Why does my strCopy implementation work?

Question

Here is an implementation of strCopy

void strcopy2(char *dst, char const *src){
    while ((*dst++ = *src++))
        ;
}

Our professor asked us to reproduce this code without using pointers, so I came up with the following function:

void strcopy(char dst[], char const src[]){
    size_t i = 0;
    while (dst[i] = src[i++])
        ;
}

It works well, but I realised, that under the hood the function must still be using pointers, as we nowhere return any value. In other words, I though the last function would use pass by value but this is obviously not the case. So what is happening under water, and is there actually any difference between the two methods?

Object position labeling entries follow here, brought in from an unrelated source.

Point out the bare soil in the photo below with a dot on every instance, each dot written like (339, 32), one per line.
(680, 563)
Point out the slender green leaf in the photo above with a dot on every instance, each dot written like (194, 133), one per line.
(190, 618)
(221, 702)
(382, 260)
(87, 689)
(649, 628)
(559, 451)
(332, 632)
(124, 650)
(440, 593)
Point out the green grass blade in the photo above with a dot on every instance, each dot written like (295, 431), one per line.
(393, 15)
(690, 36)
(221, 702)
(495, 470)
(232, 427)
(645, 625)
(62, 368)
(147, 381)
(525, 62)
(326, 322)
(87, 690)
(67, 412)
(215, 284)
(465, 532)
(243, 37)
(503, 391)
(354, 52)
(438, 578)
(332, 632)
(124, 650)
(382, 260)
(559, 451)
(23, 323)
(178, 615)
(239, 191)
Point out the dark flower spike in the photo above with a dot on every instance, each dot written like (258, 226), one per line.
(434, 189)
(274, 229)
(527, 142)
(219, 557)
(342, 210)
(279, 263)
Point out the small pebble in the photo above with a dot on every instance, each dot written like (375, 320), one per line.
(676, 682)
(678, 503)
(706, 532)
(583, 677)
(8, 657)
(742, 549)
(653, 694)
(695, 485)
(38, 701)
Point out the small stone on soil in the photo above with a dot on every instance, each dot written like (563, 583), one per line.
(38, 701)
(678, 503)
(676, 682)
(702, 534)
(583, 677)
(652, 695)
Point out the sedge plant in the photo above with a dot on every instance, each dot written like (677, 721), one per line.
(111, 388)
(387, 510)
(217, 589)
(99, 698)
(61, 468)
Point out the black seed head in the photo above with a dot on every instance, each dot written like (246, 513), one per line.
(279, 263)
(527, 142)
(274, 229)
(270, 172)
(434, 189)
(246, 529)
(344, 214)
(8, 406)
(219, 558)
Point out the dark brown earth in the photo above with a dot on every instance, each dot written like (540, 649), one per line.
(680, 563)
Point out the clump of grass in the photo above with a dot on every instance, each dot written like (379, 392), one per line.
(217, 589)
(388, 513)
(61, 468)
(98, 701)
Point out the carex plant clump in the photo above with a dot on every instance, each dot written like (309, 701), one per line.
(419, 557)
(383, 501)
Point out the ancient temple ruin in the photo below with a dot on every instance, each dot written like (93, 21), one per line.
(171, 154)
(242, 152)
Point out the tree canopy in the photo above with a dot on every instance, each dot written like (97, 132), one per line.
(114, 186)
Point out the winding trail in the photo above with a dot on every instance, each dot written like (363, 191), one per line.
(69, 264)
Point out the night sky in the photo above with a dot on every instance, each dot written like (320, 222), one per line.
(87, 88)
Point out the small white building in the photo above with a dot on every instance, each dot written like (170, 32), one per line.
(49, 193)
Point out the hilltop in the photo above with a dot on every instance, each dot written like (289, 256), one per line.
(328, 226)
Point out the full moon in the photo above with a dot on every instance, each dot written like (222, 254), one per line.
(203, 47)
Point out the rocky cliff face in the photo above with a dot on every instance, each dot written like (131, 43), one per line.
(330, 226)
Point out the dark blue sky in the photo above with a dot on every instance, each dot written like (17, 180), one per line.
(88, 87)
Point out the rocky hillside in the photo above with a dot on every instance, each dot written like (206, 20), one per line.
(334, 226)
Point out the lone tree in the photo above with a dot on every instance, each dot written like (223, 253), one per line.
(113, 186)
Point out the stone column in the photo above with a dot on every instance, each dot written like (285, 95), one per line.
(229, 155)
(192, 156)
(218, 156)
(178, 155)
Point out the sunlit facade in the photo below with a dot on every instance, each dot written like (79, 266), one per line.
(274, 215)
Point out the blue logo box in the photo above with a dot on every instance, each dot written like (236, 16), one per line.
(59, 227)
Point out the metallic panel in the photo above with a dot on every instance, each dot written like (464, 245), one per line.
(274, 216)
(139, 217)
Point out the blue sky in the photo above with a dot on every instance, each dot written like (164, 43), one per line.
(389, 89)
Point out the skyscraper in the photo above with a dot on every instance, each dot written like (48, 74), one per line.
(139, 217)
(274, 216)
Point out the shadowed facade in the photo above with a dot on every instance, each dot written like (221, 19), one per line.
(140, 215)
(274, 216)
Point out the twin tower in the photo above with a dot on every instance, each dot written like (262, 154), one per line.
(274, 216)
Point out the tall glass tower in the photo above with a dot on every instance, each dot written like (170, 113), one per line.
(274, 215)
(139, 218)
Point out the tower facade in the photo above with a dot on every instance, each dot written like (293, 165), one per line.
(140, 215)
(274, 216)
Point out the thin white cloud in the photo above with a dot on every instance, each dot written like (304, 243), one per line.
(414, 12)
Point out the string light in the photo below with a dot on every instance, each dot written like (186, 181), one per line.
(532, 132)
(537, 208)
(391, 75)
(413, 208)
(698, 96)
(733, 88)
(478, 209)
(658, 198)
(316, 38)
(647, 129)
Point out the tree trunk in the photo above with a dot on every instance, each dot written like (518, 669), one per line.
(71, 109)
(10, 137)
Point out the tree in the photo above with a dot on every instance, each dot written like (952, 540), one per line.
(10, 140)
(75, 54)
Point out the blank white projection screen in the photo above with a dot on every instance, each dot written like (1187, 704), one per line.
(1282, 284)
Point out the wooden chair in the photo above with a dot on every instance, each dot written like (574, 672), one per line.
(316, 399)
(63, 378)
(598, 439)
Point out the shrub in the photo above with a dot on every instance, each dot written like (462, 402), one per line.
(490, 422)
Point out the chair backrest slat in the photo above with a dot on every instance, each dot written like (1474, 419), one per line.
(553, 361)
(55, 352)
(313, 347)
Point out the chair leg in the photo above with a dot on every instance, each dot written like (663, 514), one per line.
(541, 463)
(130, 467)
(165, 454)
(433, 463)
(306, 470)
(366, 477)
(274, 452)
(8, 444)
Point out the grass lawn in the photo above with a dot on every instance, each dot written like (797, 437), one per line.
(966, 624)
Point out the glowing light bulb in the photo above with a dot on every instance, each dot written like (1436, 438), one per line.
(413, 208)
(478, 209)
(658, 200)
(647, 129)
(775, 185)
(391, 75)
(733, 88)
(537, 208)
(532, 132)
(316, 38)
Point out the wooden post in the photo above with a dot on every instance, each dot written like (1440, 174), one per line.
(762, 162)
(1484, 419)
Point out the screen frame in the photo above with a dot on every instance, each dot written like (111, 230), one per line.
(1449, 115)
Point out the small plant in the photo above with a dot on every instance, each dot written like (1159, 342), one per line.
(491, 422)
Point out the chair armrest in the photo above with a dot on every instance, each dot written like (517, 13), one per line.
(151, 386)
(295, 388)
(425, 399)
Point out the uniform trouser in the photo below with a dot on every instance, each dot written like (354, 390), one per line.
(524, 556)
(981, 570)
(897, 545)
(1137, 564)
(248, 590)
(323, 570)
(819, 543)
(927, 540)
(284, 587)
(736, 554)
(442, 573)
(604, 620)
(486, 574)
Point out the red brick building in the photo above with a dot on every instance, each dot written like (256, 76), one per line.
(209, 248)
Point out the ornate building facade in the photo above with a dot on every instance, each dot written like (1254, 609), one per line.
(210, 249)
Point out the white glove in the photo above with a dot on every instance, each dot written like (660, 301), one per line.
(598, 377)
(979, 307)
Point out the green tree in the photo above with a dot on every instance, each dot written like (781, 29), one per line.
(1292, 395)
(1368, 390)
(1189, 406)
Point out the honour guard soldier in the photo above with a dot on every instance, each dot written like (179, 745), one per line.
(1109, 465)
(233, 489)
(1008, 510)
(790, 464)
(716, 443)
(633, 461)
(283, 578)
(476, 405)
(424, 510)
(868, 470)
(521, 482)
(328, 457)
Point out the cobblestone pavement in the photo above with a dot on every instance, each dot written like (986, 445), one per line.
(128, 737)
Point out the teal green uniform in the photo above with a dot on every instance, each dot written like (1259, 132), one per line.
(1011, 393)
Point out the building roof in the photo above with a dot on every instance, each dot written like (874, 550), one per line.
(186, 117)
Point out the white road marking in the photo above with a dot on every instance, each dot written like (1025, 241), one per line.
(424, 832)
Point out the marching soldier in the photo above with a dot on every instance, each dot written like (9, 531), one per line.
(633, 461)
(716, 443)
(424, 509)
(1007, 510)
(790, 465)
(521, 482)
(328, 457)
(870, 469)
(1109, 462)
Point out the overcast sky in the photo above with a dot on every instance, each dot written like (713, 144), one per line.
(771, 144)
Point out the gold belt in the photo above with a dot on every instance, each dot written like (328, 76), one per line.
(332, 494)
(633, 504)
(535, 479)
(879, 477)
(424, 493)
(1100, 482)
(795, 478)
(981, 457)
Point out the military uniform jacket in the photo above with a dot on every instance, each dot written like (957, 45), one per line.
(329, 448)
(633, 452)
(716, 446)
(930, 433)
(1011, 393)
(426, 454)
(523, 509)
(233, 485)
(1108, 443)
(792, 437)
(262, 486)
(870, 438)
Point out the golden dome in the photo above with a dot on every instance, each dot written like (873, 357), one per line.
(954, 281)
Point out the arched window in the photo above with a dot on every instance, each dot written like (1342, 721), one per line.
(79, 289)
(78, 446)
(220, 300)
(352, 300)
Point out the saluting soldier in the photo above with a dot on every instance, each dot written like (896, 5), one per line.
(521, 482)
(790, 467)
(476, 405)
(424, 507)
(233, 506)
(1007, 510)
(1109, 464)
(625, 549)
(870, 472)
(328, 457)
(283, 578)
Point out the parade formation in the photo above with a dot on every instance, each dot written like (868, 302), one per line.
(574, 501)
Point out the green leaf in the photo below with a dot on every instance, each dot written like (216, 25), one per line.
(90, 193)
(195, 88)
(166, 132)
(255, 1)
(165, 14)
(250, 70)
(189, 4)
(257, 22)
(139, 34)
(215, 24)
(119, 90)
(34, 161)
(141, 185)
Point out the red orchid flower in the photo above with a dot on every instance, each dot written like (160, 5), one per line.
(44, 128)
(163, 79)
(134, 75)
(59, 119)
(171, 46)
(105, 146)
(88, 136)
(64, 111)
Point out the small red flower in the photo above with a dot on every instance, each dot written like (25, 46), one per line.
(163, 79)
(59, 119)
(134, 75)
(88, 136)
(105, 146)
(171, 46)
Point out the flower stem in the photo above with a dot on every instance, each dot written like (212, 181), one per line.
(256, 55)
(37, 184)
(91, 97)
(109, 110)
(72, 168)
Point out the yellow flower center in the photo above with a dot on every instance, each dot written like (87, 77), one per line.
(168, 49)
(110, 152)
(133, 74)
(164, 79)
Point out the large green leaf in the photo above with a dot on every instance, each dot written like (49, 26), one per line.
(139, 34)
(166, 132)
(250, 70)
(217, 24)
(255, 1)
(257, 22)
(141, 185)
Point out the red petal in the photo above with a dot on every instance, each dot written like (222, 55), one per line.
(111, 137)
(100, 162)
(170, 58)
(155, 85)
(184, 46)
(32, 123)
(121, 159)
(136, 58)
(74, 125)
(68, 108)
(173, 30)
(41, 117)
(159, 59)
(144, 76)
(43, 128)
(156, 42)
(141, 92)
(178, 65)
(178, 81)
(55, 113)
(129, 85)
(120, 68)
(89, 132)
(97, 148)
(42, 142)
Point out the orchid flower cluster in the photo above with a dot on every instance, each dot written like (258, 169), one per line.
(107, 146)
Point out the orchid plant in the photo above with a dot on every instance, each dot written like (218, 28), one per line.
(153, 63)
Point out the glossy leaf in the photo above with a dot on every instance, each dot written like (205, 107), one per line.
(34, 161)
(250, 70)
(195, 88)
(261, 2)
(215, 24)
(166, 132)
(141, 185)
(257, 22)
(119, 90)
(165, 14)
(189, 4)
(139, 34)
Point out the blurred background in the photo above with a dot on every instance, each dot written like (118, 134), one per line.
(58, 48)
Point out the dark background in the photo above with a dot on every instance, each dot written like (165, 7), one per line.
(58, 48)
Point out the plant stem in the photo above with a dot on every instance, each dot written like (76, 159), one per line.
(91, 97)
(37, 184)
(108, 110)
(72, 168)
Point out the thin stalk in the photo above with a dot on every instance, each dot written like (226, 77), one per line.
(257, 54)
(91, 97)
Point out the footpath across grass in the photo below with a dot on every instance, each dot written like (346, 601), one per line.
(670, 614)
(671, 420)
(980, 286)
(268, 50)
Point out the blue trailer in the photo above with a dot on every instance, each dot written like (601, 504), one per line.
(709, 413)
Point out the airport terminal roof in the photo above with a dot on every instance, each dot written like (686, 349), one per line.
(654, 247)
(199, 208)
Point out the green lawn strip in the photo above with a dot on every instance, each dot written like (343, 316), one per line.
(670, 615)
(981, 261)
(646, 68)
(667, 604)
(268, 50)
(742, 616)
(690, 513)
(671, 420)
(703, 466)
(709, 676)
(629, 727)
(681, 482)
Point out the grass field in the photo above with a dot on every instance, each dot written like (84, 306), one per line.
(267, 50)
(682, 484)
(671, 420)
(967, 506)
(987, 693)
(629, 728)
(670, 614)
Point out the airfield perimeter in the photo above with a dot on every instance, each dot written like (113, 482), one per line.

Here's some background reading on why a pointer and an array are not the same thing http://www.cplusplus.com/forum/articles/9/ — UKMonkey, Oct 18 '16 at 10:30
This code ` while (dst[i] = src[i++]) ;` has undefined behavior: two increments of `i` without an intervening sequence point. Change it to ` while (dst[i] = src[i]) i++;`. — Pete Becker, Oct 18 '16 at 11:56

score 14 · Answer 1 · edited Oct 18 '16 at 10:35

14

Not just under the hood… both dst and src, despite appearances, actually are pointers! The [] syntax in parameter lists is syntactic sugar (or syntactic pepper really) but it's lying to you; these are char* dst and char const* src for reals.

8.3.5/5 [dcl.fct] Functions:

After determining the type of each parameter, any parameter of type “array of T” or of function type T is adjusted to be “pointer to T”.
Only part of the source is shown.